Save the formatted JSON data to a file:

In [10]:
def save_json_to_file(json_data, pdf_path):
    if not pdf_path:
        output_path = "extracted_data.json"
    else:
        # Use the PDF filename as the base for the JSON file
        base_name = os.path.splitext(os.path.basename(pdf_path))[0]
        output_path = f"{base_name}_extracted.json"
    
    try:
        with open(output_path, 'w', encoding='utf-8') as f:
            json.dump(json_data, f, indent=2, ensure_ascii=False)
        print(f"JSON data saved to {output_path}")
        return output_path
    except Exception as e:
        print(f"Error saving JSON data: {str(e)}")
        return None

# Save the JSON data to a file
if json_data:
    output_path = save_json_to_file(json_data, pdf_path)
    if output_path:
        print(f"\nExtraction complete! Data saved to {output_path}")

JSON data saved to chapter4_extracted.json

Extraction complete!
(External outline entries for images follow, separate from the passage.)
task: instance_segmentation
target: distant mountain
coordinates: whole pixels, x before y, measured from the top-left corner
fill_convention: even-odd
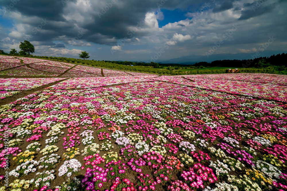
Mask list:
[[[263,52],[259,52],[260,54],[257,58],[260,57],[269,57],[273,54],[276,55],[278,54],[282,54],[286,52],[286,51],[282,50],[265,50]],[[252,59],[253,55],[256,56],[256,52],[252,53],[240,53],[236,54],[212,54],[209,56],[208,58],[206,56],[200,55],[190,55],[189,56],[182,56],[176,58],[168,60],[158,60],[155,62],[162,64],[192,64],[195,62],[210,62],[214,60],[247,60]],[[257,54],[258,54],[257,53]],[[256,57],[253,56],[253,58]],[[150,62],[150,60],[146,60],[147,62]]]

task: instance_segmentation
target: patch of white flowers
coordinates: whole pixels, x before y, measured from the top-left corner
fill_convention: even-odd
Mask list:
[[[135,145],[135,147],[137,150],[139,155],[141,156],[145,152],[148,152],[148,145],[144,141],[140,141]]]

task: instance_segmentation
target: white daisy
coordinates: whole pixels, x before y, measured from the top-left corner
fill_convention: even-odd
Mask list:
[[[70,177],[72,176],[72,173],[71,172],[69,172],[67,173],[67,176],[68,177]]]

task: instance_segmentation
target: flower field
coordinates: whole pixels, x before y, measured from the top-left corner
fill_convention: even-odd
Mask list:
[[[0,190],[287,190],[286,76],[158,76],[0,78]]]

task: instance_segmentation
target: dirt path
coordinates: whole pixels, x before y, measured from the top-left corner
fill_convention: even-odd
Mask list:
[[[129,74],[130,75],[131,75],[133,76],[134,76],[133,75],[133,74],[130,74],[129,73],[128,73],[127,72],[125,72],[125,71],[124,71],[124,72],[125,72],[125,73],[127,73],[127,74]]]
[[[11,103],[12,102],[13,102],[15,101],[19,98],[24,97],[25,96],[27,96],[28,95],[31,94],[35,92],[36,92],[37,91],[42,91],[46,88],[51,86],[53,86],[53,85],[55,85],[58,83],[60,83],[60,82],[63,82],[63,81],[66,80],[68,80],[69,79],[70,79],[70,78],[64,80],[59,80],[56,82],[53,82],[52,83],[51,83],[44,86],[40,86],[38,88],[34,89],[31,90],[23,91],[17,95],[13,95],[12,97],[8,97],[7,98],[5,98],[5,99],[0,100],[0,106],[3,105],[5,104]]]
[[[181,77],[183,78],[183,77]],[[184,78],[183,77],[183,78]],[[189,79],[186,79],[190,80],[191,81],[193,81],[192,80],[189,80]],[[162,81],[160,80],[156,80],[158,82],[164,82],[165,83],[168,83],[169,84],[174,84],[174,85],[177,85],[179,86],[185,86],[191,88],[198,88],[198,89],[200,89],[201,90],[205,90],[205,91],[208,91],[215,92],[218,92],[219,93],[223,93],[226,94],[229,94],[229,95],[231,95],[233,96],[242,96],[242,97],[251,97],[254,99],[256,99],[258,100],[267,100],[267,101],[274,101],[276,102],[280,102],[280,103],[282,103],[284,104],[287,104],[287,102],[284,101],[279,101],[278,100],[276,100],[274,99],[269,99],[269,98],[267,98],[258,97],[257,97],[256,96],[255,96],[251,95],[244,95],[243,94],[234,94],[232,93],[230,93],[230,92],[225,92],[223,91],[220,91],[219,90],[215,90],[210,89],[207,89],[206,88],[199,88],[198,87],[196,87],[195,86],[192,86],[191,85],[184,85],[184,84],[177,84],[176,83],[174,83],[173,82],[165,82],[164,81]]]
[[[77,66],[77,65],[75,65],[74,66],[72,66],[72,67],[71,68],[69,68],[68,70],[67,70],[65,71],[65,72],[63,72],[63,73],[62,73],[62,74],[60,74],[60,75],[59,75],[59,76],[57,76],[57,78],[58,77],[61,77],[61,76],[63,76],[64,74],[65,74],[66,73],[67,73],[67,72],[69,71],[70,71],[70,70],[71,70],[71,69],[72,69],[72,68],[75,68],[75,67],[76,66]]]
[[[5,71],[5,70],[10,70],[11,69],[13,69],[13,68],[18,68],[19,67],[21,67],[21,66],[27,66],[27,65],[28,65],[29,64],[23,64],[23,65],[21,65],[20,66],[15,66],[15,67],[12,67],[12,68],[8,68],[7,69],[4,69],[4,70],[0,70],[0,71],[2,72],[2,71]]]

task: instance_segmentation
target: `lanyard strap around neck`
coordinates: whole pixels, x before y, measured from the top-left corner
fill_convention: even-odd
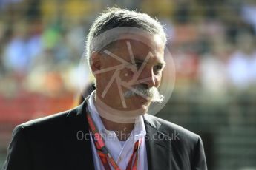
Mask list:
[[[105,170],[111,170],[109,163],[115,170],[121,170],[118,166],[116,161],[114,160],[113,157],[110,154],[108,149],[107,149],[103,137],[99,134],[95,123],[91,116],[91,113],[87,110],[87,119],[89,124],[90,132],[92,135],[92,138],[94,142],[94,145],[96,148],[98,155],[101,160],[101,162]],[[141,138],[139,139],[134,143],[133,153],[130,157],[128,164],[127,165],[126,170],[137,170],[139,157],[139,149],[141,143]]]

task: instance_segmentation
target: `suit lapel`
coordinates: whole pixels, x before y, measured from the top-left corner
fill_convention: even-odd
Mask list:
[[[148,170],[171,169],[171,139],[161,132],[161,125],[154,120],[154,117],[148,115],[143,117],[147,132],[145,143]]]
[[[69,169],[94,169],[88,124],[85,117],[86,99],[67,115],[67,134],[63,139]]]

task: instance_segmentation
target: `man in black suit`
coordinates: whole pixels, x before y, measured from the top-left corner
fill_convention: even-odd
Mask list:
[[[96,91],[73,109],[17,126],[4,169],[207,169],[197,135],[147,114],[164,100],[165,43],[146,14],[102,14],[87,41]]]

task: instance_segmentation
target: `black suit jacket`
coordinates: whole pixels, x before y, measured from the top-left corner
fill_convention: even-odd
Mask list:
[[[78,107],[17,126],[4,170],[94,169],[85,118]],[[205,170],[200,137],[177,125],[145,115],[148,169]]]

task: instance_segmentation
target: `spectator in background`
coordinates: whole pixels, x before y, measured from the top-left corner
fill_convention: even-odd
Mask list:
[[[249,88],[255,81],[255,51],[254,35],[240,32],[237,36],[237,50],[228,63],[228,74],[232,85],[241,90]]]

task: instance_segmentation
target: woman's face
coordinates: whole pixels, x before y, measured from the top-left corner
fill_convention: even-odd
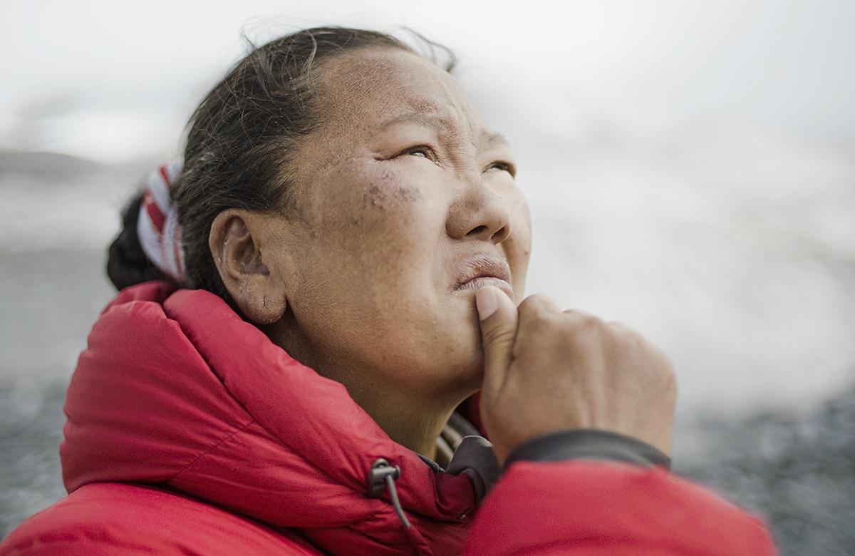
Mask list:
[[[475,291],[523,295],[531,233],[510,151],[411,53],[341,55],[319,80],[322,122],[262,249],[290,310],[271,335],[351,394],[469,395],[482,375]]]

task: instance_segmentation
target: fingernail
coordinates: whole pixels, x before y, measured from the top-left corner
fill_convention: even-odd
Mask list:
[[[492,287],[482,287],[475,292],[475,306],[478,308],[478,318],[486,320],[498,309],[498,299]]]

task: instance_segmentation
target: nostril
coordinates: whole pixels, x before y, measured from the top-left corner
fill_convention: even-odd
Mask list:
[[[510,227],[503,226],[501,229],[498,230],[495,234],[492,234],[492,237],[491,237],[490,240],[493,243],[502,243],[503,241],[508,239],[509,235],[510,235]]]

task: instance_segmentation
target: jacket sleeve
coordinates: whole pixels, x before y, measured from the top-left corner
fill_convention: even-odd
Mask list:
[[[598,431],[572,441],[578,432],[511,454],[466,554],[775,553],[760,520],[671,475],[655,448]]]

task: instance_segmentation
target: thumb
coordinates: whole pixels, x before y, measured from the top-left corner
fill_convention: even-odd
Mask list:
[[[486,286],[475,293],[484,349],[484,390],[495,394],[504,383],[516,339],[516,307],[502,290]]]

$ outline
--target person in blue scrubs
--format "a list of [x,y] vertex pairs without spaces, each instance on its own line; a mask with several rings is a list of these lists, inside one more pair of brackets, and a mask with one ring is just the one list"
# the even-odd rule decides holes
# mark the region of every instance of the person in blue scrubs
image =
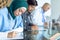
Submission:
[[44,13],[50,9],[50,4],[45,3],[41,8],[38,7],[35,11],[32,12],[32,22],[33,24],[37,25],[39,28],[39,33],[37,35],[34,35],[34,40],[43,40],[43,34],[44,34],[44,26],[46,24],[46,17],[44,16]]
[[28,4],[26,0],[13,0],[7,8],[0,9],[0,32],[7,32],[23,27],[21,14],[26,11]]

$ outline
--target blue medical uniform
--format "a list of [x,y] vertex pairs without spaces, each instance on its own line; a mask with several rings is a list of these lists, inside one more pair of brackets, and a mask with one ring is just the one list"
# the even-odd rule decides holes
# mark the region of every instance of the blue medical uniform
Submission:
[[8,12],[7,7],[0,9],[0,32],[10,31],[19,27],[23,27],[21,16],[17,16],[15,19],[12,18]]
[[46,20],[44,16],[44,11],[42,8],[37,8],[31,13],[31,15],[33,24],[37,25],[38,28],[42,29],[39,30],[39,33],[37,35],[34,35],[34,40],[42,40],[44,34],[44,22]]

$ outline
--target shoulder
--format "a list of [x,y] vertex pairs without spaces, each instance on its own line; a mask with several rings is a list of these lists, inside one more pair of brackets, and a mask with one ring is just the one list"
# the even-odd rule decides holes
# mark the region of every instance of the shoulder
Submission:
[[5,15],[5,14],[7,14],[7,13],[8,13],[7,7],[4,7],[4,8],[1,8],[1,9],[0,9],[0,14]]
Data saved to chapter4_extracted.json


## Conclusion

This notebook provides a comprehensive solution for extracting text and table data from PDF documents and formatting it into a structured JSON file. The solution:

1. Extracts text using PyPDF2
2. Extracts tables using both tabula-py and camelot for better coverage
3. Processes text to identify potential headers
4. Formats table data into list items
5. Combines all extracted data into a structured JSON format
6. Saves the JSON data to a file

You can modify the processing logic to better suit specific PDF structures if needed.